@validity,
validity;72595 wrote:Do you mean that the world is truely spatially 3d and our physiology has evolved to percieve this or that the world has more than 3 spatial dimensions but our physiology limits our perception to 3d or I have missed your point
The environment is not truly/actually any dimension. Our physiology evolves for the greater organization and complexity... I guess, but now I'm thinking that it is not about achieving a perception of a higher spatial dimension. Dimensions could not actually be limited spatially. But I wonder why there requires spatial dimensions. Why do we perceive them at all?
We perceive information as objects but why does the changing of information require a relative locality between objects, 'extension'. And why would extension result in the perceived locality there is now, since ofcourse, locality is only perceived/reality driven. There must be an infinite many paths to get from point A to point B, but what exactly
is point A and point B in actuality? They are neither local or non-local from each other. Simply, they are non-'extensioned' or whatever you want to call it. And why out of all the n-paths there are must the brain call upon a distance extension, and distance extension can really only be defined as "what is now" or "the result of the complexity that brings about that which can sense information in a specific way". But why did it so happen that information organizes in this way that we end up with a brain, and a body, and sensory organs and such, all that works to define objects that say ok... there is a relative distance between object 'pencil' and object 'paper' of 5cm. This distance between one another is defined by what I am perceiving which I can't really help because that is what my body evolved into.
And while there is a locality (distance) and this is marked as 5cm if including the example pencil and paper, are there not many other localities to choose from? If the objects 'pencil' and 'paper' are clumps of information for example, they can be relative in many ways other than distance, and if one changes their perception of how they are relative to one another, the doesn't their locality change? One could send information from point A(pencil) to point B(paper) via distance or by other methods, are there not other methods?
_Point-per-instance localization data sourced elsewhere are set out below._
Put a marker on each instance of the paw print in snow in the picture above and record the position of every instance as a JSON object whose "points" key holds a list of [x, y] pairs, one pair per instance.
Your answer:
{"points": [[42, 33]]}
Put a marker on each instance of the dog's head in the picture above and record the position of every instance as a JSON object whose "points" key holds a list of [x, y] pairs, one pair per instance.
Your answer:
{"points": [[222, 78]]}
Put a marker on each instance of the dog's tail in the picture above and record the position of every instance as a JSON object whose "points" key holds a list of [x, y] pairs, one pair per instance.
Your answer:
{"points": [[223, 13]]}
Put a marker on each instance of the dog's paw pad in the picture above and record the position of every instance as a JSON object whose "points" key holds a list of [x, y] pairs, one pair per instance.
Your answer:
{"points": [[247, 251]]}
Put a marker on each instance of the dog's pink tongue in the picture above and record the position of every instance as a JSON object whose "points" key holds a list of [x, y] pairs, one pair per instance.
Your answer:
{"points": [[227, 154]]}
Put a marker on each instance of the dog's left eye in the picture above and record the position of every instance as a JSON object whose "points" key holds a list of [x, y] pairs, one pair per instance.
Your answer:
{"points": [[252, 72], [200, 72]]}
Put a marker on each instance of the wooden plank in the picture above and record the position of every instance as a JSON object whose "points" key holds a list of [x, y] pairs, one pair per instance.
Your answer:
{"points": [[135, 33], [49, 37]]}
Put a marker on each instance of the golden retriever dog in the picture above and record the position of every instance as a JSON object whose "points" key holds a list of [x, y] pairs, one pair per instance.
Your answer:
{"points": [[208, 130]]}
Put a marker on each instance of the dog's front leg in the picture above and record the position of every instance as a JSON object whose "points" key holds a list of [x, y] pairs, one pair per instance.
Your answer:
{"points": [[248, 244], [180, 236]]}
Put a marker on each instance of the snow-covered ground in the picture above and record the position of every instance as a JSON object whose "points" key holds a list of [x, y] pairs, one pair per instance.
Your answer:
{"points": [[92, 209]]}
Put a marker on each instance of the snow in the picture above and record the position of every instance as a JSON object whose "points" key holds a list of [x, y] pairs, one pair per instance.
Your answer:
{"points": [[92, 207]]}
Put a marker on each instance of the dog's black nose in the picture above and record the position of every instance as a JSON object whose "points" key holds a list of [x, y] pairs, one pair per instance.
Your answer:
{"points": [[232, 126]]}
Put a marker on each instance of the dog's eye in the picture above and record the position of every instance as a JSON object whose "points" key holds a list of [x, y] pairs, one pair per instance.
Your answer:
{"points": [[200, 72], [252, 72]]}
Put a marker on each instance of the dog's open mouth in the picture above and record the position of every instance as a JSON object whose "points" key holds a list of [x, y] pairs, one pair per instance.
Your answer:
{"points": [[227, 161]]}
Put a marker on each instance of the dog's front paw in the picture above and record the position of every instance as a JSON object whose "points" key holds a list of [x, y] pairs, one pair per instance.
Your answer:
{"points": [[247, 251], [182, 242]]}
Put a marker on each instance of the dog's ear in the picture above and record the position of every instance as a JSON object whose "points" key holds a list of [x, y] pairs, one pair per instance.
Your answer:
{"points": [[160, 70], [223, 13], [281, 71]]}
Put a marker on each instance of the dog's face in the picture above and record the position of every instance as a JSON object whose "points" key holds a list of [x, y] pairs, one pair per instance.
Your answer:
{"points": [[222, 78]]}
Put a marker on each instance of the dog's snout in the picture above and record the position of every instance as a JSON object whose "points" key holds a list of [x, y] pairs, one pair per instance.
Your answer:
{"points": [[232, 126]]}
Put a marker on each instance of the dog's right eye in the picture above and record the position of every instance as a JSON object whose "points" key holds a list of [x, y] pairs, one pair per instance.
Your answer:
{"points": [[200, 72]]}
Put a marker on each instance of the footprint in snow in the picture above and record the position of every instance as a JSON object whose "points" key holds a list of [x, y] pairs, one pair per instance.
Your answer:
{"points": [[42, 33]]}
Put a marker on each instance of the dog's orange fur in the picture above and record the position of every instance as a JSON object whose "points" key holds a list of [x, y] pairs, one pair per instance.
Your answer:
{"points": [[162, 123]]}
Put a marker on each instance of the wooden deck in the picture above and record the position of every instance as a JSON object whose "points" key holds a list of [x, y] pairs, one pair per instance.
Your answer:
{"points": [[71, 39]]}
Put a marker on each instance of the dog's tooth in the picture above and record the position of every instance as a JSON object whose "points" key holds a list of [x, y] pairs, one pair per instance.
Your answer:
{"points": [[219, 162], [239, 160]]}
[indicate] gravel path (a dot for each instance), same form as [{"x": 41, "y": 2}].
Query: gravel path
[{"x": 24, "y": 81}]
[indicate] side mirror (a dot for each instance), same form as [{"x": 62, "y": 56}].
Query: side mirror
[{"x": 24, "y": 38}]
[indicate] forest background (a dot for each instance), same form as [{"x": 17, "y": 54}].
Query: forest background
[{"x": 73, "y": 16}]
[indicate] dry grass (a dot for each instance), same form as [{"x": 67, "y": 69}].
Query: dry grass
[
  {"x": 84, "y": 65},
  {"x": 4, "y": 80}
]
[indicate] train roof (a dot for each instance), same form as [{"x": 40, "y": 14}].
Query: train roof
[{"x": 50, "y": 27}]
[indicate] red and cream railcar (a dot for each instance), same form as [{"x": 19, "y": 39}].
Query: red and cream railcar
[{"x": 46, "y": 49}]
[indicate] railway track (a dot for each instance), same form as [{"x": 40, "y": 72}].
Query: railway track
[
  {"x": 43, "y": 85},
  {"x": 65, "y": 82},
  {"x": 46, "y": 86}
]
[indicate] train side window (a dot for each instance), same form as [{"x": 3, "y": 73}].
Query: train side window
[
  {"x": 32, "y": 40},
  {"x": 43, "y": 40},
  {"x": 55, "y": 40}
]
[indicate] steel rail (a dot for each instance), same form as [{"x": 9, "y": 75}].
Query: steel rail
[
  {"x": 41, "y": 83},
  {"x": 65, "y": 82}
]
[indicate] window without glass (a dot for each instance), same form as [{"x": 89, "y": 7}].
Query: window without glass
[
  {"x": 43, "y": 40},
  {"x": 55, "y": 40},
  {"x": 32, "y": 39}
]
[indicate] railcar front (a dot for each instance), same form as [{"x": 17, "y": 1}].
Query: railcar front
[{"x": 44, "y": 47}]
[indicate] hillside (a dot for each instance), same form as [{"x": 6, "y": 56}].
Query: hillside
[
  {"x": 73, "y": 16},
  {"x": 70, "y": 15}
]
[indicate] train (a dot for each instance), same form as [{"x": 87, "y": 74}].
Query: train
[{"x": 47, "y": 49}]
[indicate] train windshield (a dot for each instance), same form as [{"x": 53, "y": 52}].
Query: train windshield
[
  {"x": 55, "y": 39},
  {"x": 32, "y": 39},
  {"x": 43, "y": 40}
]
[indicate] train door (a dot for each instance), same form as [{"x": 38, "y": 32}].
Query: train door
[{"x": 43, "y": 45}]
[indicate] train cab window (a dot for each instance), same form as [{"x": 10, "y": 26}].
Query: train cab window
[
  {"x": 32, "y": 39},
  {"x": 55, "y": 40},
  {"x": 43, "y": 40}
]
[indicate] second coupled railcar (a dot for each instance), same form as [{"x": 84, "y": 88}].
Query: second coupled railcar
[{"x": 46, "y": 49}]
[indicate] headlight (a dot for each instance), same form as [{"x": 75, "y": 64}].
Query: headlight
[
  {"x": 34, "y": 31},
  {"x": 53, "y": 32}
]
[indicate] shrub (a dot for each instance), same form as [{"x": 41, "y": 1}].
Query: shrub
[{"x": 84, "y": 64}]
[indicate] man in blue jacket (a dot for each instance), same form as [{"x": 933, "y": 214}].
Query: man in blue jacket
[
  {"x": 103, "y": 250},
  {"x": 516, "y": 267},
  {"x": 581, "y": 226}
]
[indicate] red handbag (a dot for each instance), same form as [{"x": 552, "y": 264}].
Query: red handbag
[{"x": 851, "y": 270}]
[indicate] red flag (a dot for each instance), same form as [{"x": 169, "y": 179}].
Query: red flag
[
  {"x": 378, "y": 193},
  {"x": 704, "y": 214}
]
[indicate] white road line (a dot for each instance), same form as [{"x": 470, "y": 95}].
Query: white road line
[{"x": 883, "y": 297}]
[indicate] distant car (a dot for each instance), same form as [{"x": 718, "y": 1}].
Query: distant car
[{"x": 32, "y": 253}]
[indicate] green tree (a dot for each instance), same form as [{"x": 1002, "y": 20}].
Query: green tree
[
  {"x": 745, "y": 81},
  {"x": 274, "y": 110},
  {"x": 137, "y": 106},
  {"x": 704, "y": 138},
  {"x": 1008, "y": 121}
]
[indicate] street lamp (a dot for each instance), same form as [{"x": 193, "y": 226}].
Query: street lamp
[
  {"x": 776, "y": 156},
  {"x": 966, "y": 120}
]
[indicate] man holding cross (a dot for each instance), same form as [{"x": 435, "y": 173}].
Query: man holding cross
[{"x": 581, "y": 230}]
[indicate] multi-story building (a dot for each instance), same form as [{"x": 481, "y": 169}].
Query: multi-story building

Ofcourse there are, otherwise topology would be useless.
Yes, and this is the result of the complex system (body) evolving into something which allows for this.
validity;72595 wrote:This idea is present in quantum mechanics. Fundamental particles do not have defined properties eg position, spin etc until the particle interacts with a measuring device, which can be thought of as exchanging/recording information about the interaction.
So are they saying that a particle is not a particle until it is measured?